The next step is to focus on the high change-up thrown percentage; the below is a list of right-handed starters since 2008 who have thrown change-ups for at least 16.8% of their pitches:

Changeup_medium 

There were two names that happened to fall on both lists -- aside from Greg Maddux because...well because he's Greg Maddux and he doesn't count -- and they were Reds veteran Bronson Arroyo and Brewers starter Shaun Marcum.

On the surface both of these names certainly make sense based on what we generally know about each of them: low velocity reighies that rely heavily on secondary offerings. But now that we've narrowed the pool we can explore that third marker, the opposite split factor. And as it turns out, Arroyo is not a member of that odd little club as his career splits exhibit much more typical results: .820 OPS against lefties vs. 686 OPS against righties.

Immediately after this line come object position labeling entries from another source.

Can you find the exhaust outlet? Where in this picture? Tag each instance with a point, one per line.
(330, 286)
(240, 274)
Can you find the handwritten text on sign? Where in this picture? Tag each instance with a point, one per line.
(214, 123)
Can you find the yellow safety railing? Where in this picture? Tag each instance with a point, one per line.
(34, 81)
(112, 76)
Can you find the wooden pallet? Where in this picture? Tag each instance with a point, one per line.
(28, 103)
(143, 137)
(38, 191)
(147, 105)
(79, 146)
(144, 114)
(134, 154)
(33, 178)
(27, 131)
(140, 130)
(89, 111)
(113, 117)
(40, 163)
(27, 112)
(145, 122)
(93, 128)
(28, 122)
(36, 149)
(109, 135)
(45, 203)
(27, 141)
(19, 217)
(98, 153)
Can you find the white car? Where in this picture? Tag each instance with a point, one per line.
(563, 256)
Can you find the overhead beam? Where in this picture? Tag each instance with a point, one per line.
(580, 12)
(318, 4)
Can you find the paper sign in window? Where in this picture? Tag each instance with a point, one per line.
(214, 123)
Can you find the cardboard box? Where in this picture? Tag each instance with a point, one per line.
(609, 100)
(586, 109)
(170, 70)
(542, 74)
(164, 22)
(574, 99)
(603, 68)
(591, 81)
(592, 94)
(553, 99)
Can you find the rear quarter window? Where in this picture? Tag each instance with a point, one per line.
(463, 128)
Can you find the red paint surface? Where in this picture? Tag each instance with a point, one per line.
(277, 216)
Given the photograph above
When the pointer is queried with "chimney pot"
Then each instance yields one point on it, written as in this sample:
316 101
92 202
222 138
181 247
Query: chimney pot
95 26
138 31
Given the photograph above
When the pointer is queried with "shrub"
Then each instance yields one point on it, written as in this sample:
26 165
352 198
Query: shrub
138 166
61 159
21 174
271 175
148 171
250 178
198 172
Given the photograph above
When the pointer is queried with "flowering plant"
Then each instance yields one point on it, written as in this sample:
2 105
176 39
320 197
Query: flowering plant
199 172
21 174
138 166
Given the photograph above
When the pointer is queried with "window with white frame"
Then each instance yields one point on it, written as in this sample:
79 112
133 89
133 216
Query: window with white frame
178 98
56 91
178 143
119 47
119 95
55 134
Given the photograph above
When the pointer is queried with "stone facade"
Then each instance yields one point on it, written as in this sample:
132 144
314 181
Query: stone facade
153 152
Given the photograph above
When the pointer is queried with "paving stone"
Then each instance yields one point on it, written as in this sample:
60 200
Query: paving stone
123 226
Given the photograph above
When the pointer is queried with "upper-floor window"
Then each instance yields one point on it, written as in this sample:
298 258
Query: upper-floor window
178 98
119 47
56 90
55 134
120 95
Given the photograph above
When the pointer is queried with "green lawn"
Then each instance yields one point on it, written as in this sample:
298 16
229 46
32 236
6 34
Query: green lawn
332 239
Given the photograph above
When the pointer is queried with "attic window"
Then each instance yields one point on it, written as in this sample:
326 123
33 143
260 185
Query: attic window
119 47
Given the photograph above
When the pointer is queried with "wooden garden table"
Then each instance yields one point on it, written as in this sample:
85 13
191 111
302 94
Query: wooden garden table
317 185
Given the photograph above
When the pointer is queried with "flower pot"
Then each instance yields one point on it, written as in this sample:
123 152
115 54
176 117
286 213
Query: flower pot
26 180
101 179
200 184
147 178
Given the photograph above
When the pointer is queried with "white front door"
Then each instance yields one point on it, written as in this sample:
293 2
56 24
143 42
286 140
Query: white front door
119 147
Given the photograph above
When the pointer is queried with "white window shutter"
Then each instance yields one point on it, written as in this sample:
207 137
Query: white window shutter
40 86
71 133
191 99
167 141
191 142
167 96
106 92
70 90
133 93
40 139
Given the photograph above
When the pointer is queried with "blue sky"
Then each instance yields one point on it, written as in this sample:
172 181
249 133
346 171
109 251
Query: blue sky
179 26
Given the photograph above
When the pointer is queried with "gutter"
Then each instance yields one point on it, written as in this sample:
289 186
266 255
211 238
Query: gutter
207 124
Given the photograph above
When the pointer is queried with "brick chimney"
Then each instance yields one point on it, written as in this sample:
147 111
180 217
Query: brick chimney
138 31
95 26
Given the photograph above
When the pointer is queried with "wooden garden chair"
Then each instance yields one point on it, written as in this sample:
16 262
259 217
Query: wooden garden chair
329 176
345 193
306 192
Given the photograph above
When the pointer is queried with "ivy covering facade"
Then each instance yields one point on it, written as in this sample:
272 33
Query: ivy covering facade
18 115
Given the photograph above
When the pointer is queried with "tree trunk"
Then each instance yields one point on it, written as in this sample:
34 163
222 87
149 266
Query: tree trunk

This makes sense as the key to dominating opposite-handed batters is and always has been the change-up and though Arroyo throws his a lot it is not one of his better offerings. According to Fangraphs' Pitch Type Values, Arroyo's change-up has only been worth a cumulative 1.8 runs above average throughout his career while his much more effective curve and slider combo have racked up an impressive 47.4 and a 70.3 run above average, respectively. As it turns out, Arroyo is not a great match.

However, a quick look at Marcum proves interesting: Not only does his change-up tower over his other pitches at 44.3 runs above average, like Gee he has been decidedly better against left-handed hitters throughout his career (.694 OPS against lefties vs. .748 OPS against righties).

Ding ding ding, we have a match!

And we can even go further:

  • Like Gee, Marcum has always posted high strikeout totals despite his overall lack of velocity. His Triple-A career mark is 8.5 K/9, compared to Gee's 8.7 K/9.
  • Marcum too suffers from longball-itis and like Gee contracted it when he first came in contact with the high minors. His first season in Triple-A in '06 resulted in a 1.3 HR/9, the exact same figure Gee posted in 2010 in his first season with Buffalo.
  • Not only did both post ERA's in the mid-4's for their Triple-A careers, Marcum matches Gee's excellent command as well. Neither ever posted a BB/9 over 3 throughout their minor league careers.

The profiles certainly do look alike. But as similar as they are, Mets fans shouldn't go expecting Gee to match Marcum's 3.5 2010 WAR just yet. There are differences between these two; in addition to Gee's four-pitch mix, Marcum also features a relatively effective cutter which he throws fairly often. Marcum also cleary showed a lot of improvement in his core skills as he adjusted to the majors -- and the AL East -- between '06 and '08 that we can't just assume will happen for Gee. 

But even so, the clear resemblence between these two players is undeniable and as a result, the growing contingent of Mets fans who envision Dillon Gee as more than just a no. five certainly have something to hope for.